Not "what's the smallest change" - what's the smallest *result*.

- Could this be 2 functions instead of 14?
- Could this be 0 functions (delete the feature)?
- What would we delete if we did this?

### 2. Does the proposed change result in less total code?

Count lines before and after. If after > before, reject it.

- "Better organized" but more code = more entropy
- "More flexible" but more code = more entropy
- "Cleaner separation" but more code = more entropy

### 3. What can we delete?

Every change is an opportunity to delete. Ask:

- What does this make obsolete?
- What was only needed because of what we're replacing?
- What's the maximum we could remove?

## Red Flags

- **"Keep what exists"** - Status quo bias. The question is total code, not churn.
- **"This adds flexibility"** - Flexibility for what? YAGNI.
- **"Better separation of concerns"** - More files/functions = more code. Separation isn't free.
- **"Type safety"** - Worth how many lines? Sometimes runtime checks in less code wins.
- **"Easier to understand"** - 14 things are not easier than 2 things.

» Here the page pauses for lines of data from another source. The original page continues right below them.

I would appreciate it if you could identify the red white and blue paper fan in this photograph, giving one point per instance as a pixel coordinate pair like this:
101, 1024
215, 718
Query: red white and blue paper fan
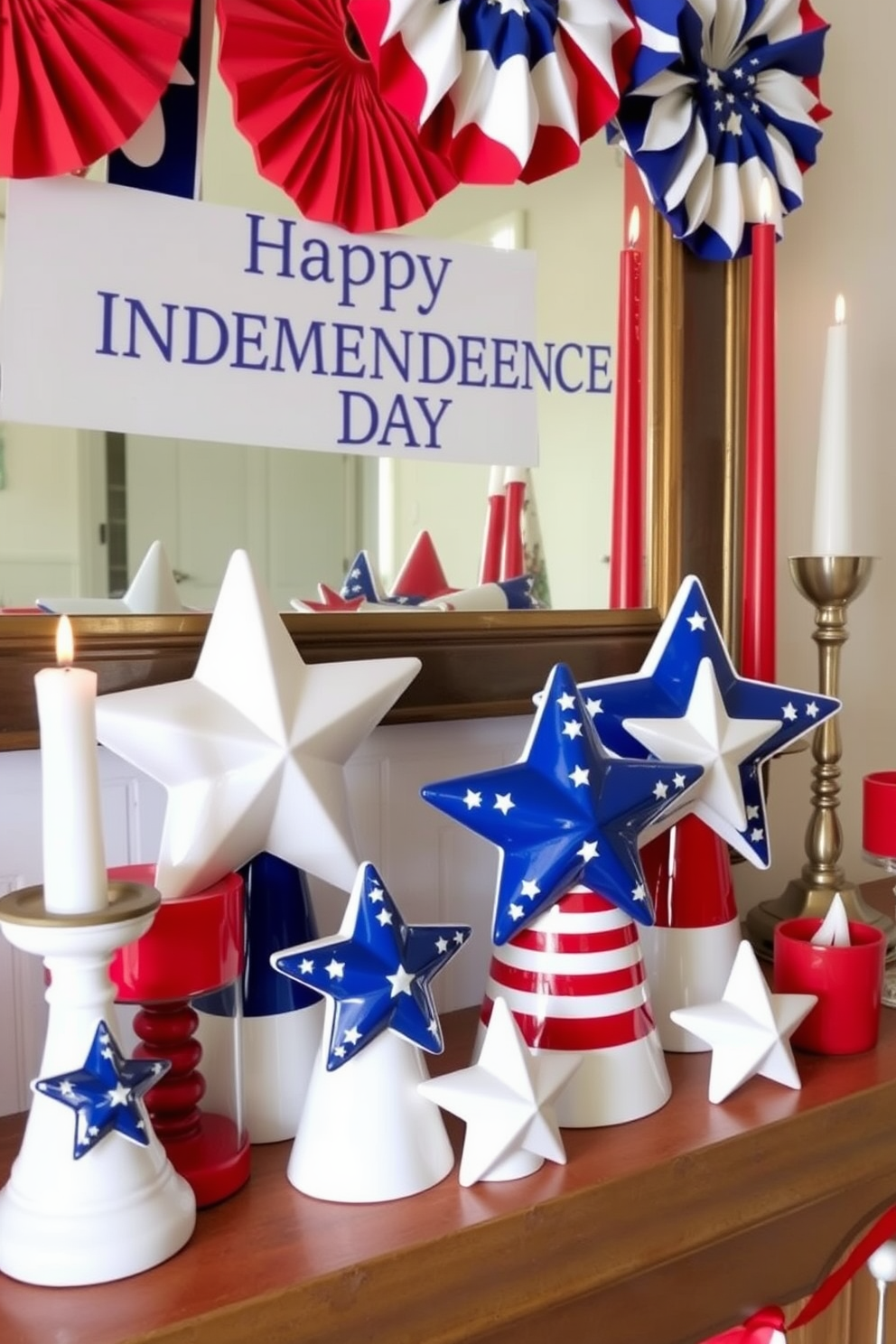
79, 79
504, 89
305, 97
738, 107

## When This Doesn't Apply

- The codebase is already minimal for what it does
- You're in a framework with strong conventions (don't fight it)
- Regulatory/compliance requirements mandate certain structures

## Reference Mindsets

See `references/` for philosophical grounding.

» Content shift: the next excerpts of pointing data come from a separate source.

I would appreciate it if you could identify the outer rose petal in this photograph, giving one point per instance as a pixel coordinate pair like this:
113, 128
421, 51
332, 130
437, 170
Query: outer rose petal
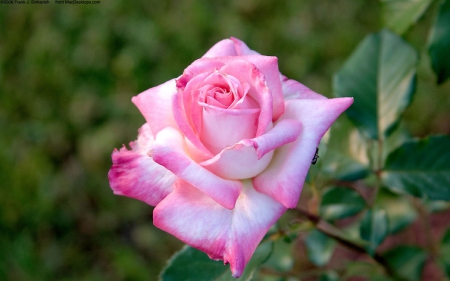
268, 66
231, 235
249, 73
295, 90
249, 157
136, 175
156, 105
222, 48
168, 151
242, 48
283, 179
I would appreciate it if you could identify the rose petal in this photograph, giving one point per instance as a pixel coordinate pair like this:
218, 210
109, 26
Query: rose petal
269, 68
238, 162
284, 132
283, 179
247, 72
231, 235
222, 48
156, 105
136, 175
168, 151
295, 90
250, 157
242, 48
222, 128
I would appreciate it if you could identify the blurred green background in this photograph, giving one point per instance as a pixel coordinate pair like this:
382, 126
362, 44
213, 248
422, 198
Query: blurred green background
67, 76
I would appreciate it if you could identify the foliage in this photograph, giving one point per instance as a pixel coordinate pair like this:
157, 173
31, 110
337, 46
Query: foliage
66, 78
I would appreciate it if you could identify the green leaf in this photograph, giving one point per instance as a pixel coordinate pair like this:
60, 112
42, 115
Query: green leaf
362, 269
444, 253
340, 202
281, 258
421, 168
374, 228
406, 261
320, 247
329, 276
398, 137
439, 43
190, 264
346, 152
380, 75
399, 210
398, 15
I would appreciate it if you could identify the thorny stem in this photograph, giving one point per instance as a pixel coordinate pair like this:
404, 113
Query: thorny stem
334, 233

To add new mindsets, see `adding-reference-mindsets.md`.

---

**Bias toward deletion. Measure the end state.**

Overview

This skill is a manual-only workflow for minimizing total codebase size with a strong bias toward deletion. It prioritizes the final amount of code as the success metric and only runs when explicitly requested. Use it when the goal is a smaller, simpler codebase rather than incremental improvements.

How this skill works

Before making any edits, you load at least one mindset document from references/ and state which mindset and principle you adopted. You evaluate proposed changes by asking three core questions: what is the smallest final codebase that still solves the problem, will the change reduce total lines of code, and what can be deleted as part of the change. Count lines before and after; accept only changes that reduce total code.

When to use it

  • When the primary objective is to minimize total code size rather than feature expansion.
  • During refactors aimed at consolidation or removal of redundant functionality.
  • Before merging large feature branches to decide if features should be removed or simplified.
  • When technical debt manifests as excess files, duplicate logic, or unnecessary abstractions.
  • When preparing a repository for archival, handoff, or a constrained deployment target.

Best practices

  • Always load and state at least one reference mindset from references/ before changing code.
  • Measure net lines of code before and after each candidate change; reject increases.
  • Favor deletion of whole features or files when they are not essential; deleting 200 lines to add 50 is a win.
  • Question abstractions that add files or functions; simplicity with fewer lines is preferred.
  • Document what was removed and why, referencing the mindset used to justify deletion.

Example use cases

  • Remove a deprecated feature and all its tests and docs, keeping only the minimal surviving API.
  • Consolidate multiple tiny utility modules into one small helper file, deleting the originals.
  • Replace a complex plugin system with a single hardcoded implementation where flexibility is unused.
  • Eliminate generated code paths that are never invoked and the supporting scaffolding.
  • Prune platform-specific branches and fallbacks when target platforms have converged.

FAQ

Does this skill automate code deletion?

No. This is a manual workflow and decision framework. It guides what to delete and how to measure success but does not modify files automatically.

What if deleting breaks tests or users?

Prioritize end-state functionality. If tests or users depend on behavior, either preserve minimum required code or remove the feature and update stakeholders and tests accordingly.